Defendant argues on appeal that it was K.S. who initiated the interaction, but that argument fails to appreciate the context of their interaction. As we have described, defendant routinely walked around naked in her house in front of K.S. and her children, and there were occasions when K.S. was in elementary school when she would require his presence while she showered, causing K.S. to become physically attracted to her. In other words, defendant had laid the groundwork for their sexualized relationship. Further, K.S. testified that defendant had not helped him urinate for several years before this incident. Thus, while we recognize the evidence showed that K.S. initially told defendant that he needed to go to the bathroom, and that he did so for the purpose of manipulating her into "helping" him, the jury could reasonably infer that when defendant offered to accompany K.S., she intended to seize the opportunity presented by K.S. to molest him. Indeed, when K.S. told defendant that he needed to urinate, it was defendant who asked K.S. if he needed help. To suggest that defendant was simply the unwitting victim of K.S.'s manipulation is to ignore the context of their relationship, and defendant's relationships with her other young boys.

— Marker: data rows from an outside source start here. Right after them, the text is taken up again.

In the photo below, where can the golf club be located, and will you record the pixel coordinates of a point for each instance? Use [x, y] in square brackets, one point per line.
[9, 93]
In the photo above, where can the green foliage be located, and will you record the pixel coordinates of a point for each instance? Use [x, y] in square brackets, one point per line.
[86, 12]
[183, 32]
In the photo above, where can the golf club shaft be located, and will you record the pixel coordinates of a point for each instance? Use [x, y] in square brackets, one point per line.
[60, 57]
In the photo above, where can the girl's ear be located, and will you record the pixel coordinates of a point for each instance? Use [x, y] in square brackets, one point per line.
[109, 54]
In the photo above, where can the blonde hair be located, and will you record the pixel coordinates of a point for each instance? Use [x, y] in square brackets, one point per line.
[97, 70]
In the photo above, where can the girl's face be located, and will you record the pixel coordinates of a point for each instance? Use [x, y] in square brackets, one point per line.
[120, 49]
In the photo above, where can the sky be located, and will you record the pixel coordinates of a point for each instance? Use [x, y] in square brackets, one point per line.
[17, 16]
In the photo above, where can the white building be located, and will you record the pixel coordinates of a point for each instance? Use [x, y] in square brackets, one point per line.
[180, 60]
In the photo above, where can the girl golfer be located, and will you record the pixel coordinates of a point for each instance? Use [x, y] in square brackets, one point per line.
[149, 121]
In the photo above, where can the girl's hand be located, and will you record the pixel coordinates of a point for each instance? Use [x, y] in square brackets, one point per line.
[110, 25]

Defendant also argues that the evidence was insufficient to prove her lewd intent because an adult person holding a seven-year-old's penis is necessarily going to be touching the seven-year-old's testicles, and the incident only lasted 10 to 15 seconds. We disagree. First, there is no requirement that the lewd or lascivious act be of any specific duration, and defendant offers no support for the assertion that she could not have had a lewd intent during an interaction lasting 10 to 15 seconds. Indeed, our Supreme Court has recognized that" 'a lewdly intended embrace innocently and warmly received by a child might violate [Pen. Code] section 288.'" (People v. Lopez (1998) 19 Cal.4th 282, 290.) If a brief hug can constitute a lewd act if accompanied by the requisite intent, so can holding a boy's penis.
Second, we disagree with defendant's characterization that her fingers were merely incidentally touching K.S.'s testicles. K.S. testified that "the rest of the hand was around my testicles." (Italics added.) Thus, even if it were true that an adult using two fingers to point a child's penis toward a toilet bowl would incidentally touch the child's testicles, that was not K.S.'s testimony, and a reasonable jury could have inferred that defendant's act of cupping his testicles demonstrated her lewd intent. We do not reweigh the evidence on appeal. (People v. Manibusan, supra, 58 Cal.4th at p. 87.)

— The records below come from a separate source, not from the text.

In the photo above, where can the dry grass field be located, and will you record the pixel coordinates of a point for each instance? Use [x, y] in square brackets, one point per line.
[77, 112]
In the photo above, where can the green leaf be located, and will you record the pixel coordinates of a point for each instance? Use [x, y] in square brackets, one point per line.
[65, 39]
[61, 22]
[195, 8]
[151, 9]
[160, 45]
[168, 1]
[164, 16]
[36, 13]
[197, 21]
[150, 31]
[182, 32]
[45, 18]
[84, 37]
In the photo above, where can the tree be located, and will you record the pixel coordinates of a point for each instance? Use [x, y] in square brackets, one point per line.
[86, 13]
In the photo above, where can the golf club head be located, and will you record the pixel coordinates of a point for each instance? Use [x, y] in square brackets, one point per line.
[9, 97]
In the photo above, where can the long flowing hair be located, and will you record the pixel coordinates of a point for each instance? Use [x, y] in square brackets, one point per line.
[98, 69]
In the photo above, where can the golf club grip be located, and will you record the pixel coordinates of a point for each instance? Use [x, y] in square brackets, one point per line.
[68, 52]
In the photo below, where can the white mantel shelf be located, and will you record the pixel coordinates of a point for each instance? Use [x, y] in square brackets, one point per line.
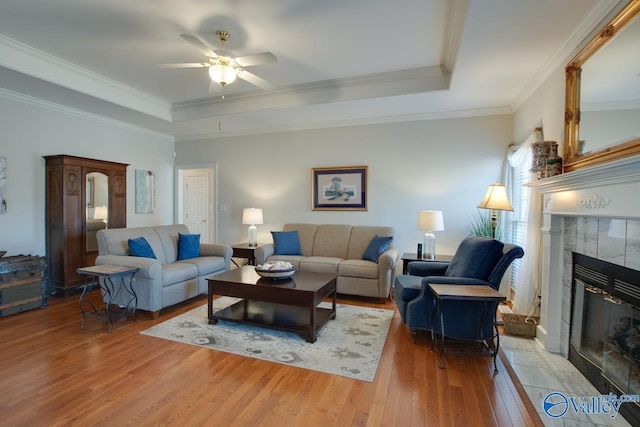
[616, 172]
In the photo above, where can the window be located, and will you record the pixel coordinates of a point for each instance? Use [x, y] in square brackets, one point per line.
[516, 229]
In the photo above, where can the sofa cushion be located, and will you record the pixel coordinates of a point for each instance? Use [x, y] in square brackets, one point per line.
[332, 240]
[188, 246]
[358, 268]
[376, 247]
[318, 264]
[140, 247]
[206, 264]
[286, 243]
[475, 257]
[176, 272]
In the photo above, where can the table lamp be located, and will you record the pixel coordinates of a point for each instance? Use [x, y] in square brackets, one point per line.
[496, 199]
[252, 216]
[430, 221]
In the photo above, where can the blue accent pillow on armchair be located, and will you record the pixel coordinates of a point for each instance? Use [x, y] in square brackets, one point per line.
[286, 243]
[140, 247]
[376, 248]
[188, 246]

Finally, defendant argues the evidence was insufficient because she had previously helped K.S. urinate. But the fact that defendant had helped K.S. urinate as a substantially younger child does not demonstrate that she lacked a lewd intent while ostensibly helping him to urinate years later. Substantial evidence supports the verdict.
III
Sentencing
Defendant claims the trial court improperly imposed consecutive sentences because it improperly relied on unsupported factors in aggravation and refused to consider factors in mitigation. She also contends that we must remand for the court to consider its sentencing discretion under recently enacted Senate Bill No. 567 (2020-2021 Reg. Sess.) (Stats. 2021, ch. 731, § 1) (Senate Bill No. 567). We conclude defendant forfeited her arguments regarding the court's application of aggravating and mitigating factors, and Senate Bill No. 567 does not apply.

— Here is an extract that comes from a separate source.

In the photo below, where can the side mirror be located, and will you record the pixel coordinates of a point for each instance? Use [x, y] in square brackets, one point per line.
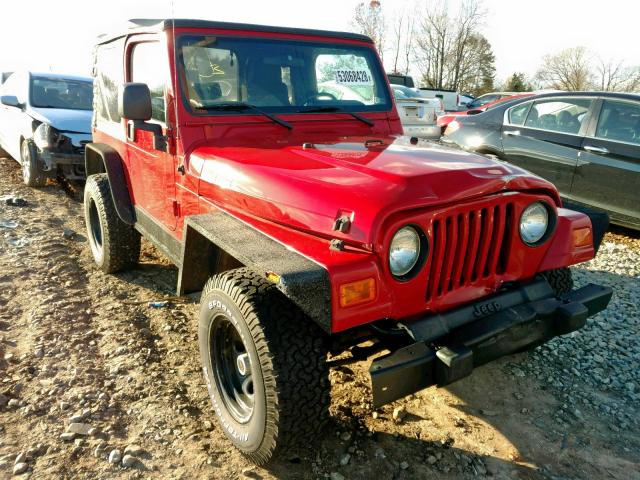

A. Discretion to Impose Consecutive Sentences
Penal Code section 669 "grants the trial court broad discretion to impose consecutive sentences when a person is convicted of two or more crimes." (People v. Shaw (2004) 122 Cal.App.4th 453, 458.) "The sentencing rules specify several criteria to guide the trial court's determination whether to impose consecutive or concurrent terms." (Ibid.) California Rules of Court, rule 4.425, sets forth factors to be considered by the trial court in deciding whether to impose consecutive or concurrent sentences. Rule 4.425(b) provides that the court may also consider "[a]ny circumstances in aggravation or mitigation," which are set forth in rules 4.421 and 4.423. "Only one criterion or factor in aggravation is necessary to support a consecutive sentence." (People v. Davis (1995) 10 Cal.4th 463, 552.) We review the court's determination to impose consecutive sentences for abuse of discretion (People v. Bradford (1976) 17 Cal.3d 8, 20, questioned on other grounds in People v. Dawkins (2018) 24 Cal.App.5th 698, 706), and we review the rule 4.425 findings of the court for substantial evidence (People v. Oseguera (1993) 20 Cal.App.4th 290, 294).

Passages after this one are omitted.